Expert Opin Drug Saf. 2003 May;2(3):249-62. doi: 10.1517/14740338.2.3.249.
Depression is a chronic, severe and increasingly prevalent illness associated with substantial morbidity, mortality and healthcare costs. Antidepressant drugs, the cornerstone of depression treatment, are not devoid of adverse effects, including hepatotoxicity. To review the risk of liver toxicity related to major antidepressants, the authors have followed structural criteria focusing on the underlying mechanism presumably involved and the role of particular chemical structures. The clinicopathological expression goes from transient increases in liver enzymes to fulminant liver failure. Classical antidepressants such as monoamine oxidase inhibitors (MAOIs) or tricyclic antidepressants (TCAs) seem to have the highest potential to induce liver damage compared with the newer drugs such as selective serotonin re-uptake inhibitors (SSRIs). The potential for severe hepatotoxicity associated with nefazodone is stressed. Guidelines for therapy and prevention of antidepressant-induced hepatotoxicity are also discussed.

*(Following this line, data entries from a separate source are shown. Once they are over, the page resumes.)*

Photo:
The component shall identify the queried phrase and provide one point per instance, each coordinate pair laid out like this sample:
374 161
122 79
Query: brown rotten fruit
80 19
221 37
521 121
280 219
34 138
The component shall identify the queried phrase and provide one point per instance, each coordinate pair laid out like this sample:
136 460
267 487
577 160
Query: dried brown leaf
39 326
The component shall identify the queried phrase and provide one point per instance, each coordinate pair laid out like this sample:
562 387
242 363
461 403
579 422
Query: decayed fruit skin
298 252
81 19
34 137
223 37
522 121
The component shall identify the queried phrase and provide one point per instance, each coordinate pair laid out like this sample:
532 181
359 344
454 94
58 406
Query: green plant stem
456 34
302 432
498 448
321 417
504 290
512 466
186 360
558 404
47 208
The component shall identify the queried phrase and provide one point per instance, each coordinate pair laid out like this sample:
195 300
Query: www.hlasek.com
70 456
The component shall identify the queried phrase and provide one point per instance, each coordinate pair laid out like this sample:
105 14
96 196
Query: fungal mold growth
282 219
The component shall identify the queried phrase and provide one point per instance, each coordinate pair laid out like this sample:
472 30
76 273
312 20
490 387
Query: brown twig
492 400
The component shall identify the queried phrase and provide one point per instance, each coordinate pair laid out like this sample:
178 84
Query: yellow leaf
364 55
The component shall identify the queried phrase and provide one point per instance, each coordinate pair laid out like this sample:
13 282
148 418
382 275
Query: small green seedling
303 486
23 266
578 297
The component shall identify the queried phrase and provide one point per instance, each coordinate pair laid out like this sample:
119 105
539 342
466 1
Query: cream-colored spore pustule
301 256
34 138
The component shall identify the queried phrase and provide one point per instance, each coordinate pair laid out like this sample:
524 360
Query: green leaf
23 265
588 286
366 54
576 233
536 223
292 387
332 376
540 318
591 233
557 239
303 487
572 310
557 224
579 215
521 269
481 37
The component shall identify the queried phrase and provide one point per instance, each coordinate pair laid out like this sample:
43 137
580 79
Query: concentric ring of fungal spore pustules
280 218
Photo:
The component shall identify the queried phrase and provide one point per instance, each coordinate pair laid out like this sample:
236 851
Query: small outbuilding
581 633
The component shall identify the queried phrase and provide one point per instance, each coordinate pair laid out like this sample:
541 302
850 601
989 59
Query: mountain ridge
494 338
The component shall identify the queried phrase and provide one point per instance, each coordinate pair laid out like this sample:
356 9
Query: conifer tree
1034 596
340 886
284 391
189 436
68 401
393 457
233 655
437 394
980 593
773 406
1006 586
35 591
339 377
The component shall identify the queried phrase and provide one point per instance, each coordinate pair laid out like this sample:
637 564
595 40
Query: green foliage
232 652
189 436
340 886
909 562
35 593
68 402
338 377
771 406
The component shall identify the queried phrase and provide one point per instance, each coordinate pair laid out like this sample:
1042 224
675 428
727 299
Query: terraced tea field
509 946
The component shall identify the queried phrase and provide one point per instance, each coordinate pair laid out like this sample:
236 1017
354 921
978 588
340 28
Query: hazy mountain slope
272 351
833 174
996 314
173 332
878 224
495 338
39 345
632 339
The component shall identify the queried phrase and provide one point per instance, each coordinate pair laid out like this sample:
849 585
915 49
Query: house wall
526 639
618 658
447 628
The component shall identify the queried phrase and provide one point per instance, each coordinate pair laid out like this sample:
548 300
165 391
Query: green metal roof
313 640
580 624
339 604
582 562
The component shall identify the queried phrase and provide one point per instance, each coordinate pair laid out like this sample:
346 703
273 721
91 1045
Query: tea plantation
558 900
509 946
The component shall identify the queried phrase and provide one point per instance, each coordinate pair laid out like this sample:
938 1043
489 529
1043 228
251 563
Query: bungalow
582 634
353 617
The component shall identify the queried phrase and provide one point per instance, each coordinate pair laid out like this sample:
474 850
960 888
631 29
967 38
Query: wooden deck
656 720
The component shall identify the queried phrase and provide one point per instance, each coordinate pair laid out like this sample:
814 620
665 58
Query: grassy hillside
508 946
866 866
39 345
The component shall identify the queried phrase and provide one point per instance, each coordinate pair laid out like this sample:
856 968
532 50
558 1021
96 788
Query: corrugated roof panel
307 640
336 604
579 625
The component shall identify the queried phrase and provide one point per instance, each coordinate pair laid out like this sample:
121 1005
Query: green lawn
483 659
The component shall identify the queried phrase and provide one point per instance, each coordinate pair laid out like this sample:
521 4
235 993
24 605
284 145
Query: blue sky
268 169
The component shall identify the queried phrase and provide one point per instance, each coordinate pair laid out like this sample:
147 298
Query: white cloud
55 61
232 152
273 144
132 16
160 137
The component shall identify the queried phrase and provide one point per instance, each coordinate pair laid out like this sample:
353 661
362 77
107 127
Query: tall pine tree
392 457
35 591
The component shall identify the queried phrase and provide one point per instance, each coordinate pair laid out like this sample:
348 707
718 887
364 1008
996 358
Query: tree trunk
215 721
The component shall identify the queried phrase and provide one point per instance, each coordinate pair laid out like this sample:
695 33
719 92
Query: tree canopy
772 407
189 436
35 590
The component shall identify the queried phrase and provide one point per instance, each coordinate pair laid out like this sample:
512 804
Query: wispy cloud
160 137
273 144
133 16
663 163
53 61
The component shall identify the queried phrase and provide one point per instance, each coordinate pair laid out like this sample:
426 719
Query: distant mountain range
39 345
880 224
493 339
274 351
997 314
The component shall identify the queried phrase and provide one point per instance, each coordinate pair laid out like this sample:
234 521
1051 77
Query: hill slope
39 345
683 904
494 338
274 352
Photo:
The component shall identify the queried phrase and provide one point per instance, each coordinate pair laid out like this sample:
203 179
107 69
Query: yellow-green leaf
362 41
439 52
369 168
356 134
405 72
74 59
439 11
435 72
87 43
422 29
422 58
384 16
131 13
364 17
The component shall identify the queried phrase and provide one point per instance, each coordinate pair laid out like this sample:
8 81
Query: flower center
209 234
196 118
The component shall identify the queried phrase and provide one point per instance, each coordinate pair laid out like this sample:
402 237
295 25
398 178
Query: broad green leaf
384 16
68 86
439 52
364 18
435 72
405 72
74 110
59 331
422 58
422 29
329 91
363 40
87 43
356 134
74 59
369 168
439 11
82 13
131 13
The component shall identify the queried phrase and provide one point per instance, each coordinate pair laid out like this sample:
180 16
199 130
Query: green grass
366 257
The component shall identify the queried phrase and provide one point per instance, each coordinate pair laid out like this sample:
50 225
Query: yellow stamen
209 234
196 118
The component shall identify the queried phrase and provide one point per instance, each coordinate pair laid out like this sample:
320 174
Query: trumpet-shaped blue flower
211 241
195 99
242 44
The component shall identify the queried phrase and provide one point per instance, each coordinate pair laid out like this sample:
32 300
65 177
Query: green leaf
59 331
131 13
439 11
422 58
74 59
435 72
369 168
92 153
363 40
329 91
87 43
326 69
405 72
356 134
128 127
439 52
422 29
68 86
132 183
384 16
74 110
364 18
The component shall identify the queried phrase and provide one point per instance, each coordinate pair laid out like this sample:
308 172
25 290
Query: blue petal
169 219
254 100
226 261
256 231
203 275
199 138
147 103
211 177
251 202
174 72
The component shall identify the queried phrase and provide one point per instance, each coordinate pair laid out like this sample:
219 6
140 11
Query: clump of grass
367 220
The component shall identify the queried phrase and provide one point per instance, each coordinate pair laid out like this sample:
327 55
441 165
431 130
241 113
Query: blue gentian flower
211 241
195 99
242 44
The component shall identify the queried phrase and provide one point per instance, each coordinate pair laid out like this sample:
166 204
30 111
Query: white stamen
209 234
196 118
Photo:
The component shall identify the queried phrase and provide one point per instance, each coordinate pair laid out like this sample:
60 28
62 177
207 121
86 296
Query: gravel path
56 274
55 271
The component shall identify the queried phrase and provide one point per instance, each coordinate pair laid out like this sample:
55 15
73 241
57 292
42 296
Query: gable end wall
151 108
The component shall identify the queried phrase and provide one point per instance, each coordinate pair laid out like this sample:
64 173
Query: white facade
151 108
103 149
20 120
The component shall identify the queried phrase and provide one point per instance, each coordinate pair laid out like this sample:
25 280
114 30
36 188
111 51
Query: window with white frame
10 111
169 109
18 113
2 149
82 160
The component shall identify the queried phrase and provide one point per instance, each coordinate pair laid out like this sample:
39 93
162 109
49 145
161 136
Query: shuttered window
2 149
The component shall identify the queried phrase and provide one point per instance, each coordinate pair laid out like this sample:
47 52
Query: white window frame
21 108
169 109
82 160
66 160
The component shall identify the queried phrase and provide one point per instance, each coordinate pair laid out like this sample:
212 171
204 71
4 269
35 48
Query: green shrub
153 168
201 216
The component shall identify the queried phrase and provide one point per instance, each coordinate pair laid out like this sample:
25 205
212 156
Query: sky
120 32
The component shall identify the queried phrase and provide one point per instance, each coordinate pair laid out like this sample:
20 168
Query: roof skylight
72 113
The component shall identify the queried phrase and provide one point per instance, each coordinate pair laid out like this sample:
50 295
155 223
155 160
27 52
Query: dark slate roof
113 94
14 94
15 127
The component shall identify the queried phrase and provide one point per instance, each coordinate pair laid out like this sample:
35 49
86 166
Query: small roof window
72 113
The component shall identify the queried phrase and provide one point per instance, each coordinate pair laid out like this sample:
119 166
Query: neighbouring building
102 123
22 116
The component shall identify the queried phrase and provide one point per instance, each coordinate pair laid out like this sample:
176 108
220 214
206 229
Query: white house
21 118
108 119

抑郁症是一种慢性、严重且日益普遍的疾病,与大量的发病率、死亡率及医疗费用相关。抗抑郁药物作为抑郁症治疗的基石,并非没有不良反应,其中包括肝毒性。为了评估与主要抗抑郁药物相关的肝毒性风险,作者遵循了结构标准,重点关注可能涉及的潜在机制以及特定化学结构的作用。临床病理表现从肝酶短暂升高到暴发性肝衰竭不等。与新型药物如选择性5-羟色胺再摄取抑制剂(SSRI)相比,经典抗抑郁药如单胺氧化酶抑制剂(MAOI)或三环类抗抑郁药(TCA)似乎具有最高的肝损伤诱导潜力。文中强调了与奈法唑酮相关的严重肝毒性可能性。还讨论了抗抑郁药诱导肝毒性的治疗和预防指南。